While the frothy world of speculative excess bubbles up in social-media IPOs, Tesla, and Bitcoin, the same cannot be said for the old-school networking business, where hardware margins and deal premiums are shrinking.
Case in point: Extreme Networks (EXTR), whose shares have spent the better part of a decade going absolutely nowhere — until recently. Extreme recently closed on the deal announced in September in which it bought Enterasys Networks for $180 million. Enterays Networks had trailing twelve months revenue of $330 million, making the revenue on that deal a paltry .54.
Extreme’s deal was a shocker, because the price was low and it represented yet more consolidation in what has been a challenging network hardware market. Extreme may now actually leapfrog Dell, Brocade, IBM and DLink in the market share rankings with the Enterasys acquisition, according to Dell’Oro research quoted in a recent Jim Duffy article.
But from Extreme’s perspective, the deal was received well by the market. The stock has more than doubled since the deal was announced. You could have picked it up for under $3 this summer and it’s now trading North of $6. The reason? The acquired a lot of revenue and assets for a bargain price. Extreme’s revenues, around $300 million per year prior to the deal, had been shrinking for years. It has now quickly doubled its size.
This deal had many tongues a wagging, not only for the chutzpah Extreme had in gobbling up a company that was roughly the same in revenue terms, but for the price it paid.
“That deal tells you all you need to know about how people are valuing hardware,” says a source of mine in Silicon Valley, a former executive at a big public networking company.
It’s true. That’s the kind of revenue multiple you would see on a rust-belt tire manufacturer. The market now views networking hardware companies as has-been plays not worthy of deal premiums. Cisco’s (CSCO) valuation is now at trailing price/earnings ratio of 10 and a price/sales ratio of 2.33. And those ratios have been compressing. Can they compress further? Sure.
As you look at the big networking trends of virtualization, cloud services, and software defined networking (SDN), it’s clear that the value in the “networking stack” — as those networking geeks like to call it — has climbed up high above the hardware into the networking applications you can build on top of the boxes.
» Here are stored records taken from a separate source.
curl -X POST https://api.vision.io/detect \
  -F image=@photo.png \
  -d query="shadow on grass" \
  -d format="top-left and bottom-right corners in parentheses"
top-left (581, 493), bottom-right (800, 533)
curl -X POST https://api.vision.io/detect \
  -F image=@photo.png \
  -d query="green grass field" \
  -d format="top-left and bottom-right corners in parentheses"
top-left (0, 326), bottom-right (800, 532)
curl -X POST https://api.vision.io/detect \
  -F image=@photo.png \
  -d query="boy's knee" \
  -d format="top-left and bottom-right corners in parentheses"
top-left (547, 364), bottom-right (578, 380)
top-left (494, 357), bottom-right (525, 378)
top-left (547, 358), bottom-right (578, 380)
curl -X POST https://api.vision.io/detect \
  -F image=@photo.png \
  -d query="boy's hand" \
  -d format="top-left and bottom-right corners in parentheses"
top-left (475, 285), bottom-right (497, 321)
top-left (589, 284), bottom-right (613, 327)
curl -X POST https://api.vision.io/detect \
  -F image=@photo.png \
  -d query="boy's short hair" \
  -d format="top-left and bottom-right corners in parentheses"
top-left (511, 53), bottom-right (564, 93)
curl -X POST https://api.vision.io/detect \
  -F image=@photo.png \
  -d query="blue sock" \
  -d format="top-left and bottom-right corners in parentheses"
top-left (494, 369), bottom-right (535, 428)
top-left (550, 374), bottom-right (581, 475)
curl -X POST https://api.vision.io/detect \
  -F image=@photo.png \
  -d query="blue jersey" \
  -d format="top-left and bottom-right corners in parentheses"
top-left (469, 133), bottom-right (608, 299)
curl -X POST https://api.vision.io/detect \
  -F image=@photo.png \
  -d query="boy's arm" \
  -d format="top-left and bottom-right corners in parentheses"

Enterasys was coveted by Extreme because its network management software is well-regarded.
And if these trends are long-term, and everybody says they are, you can expect further compression and multiples in the old-line networking companies selling proprietary hardware and software. All of those talk of SDN — which ultimately entails running more open software on anybody’s hardware box — means companies such as Cisco, Juniper (JNPR), Extreme, and F5 Networks (FFIV) are going to have a harder time defending their tightly integrated hardware and software platforms.
(Disclosure: No positions in stocks mentions. The author previously disclosed being short F5 Networks, but he recently covered the trade for a small gain.)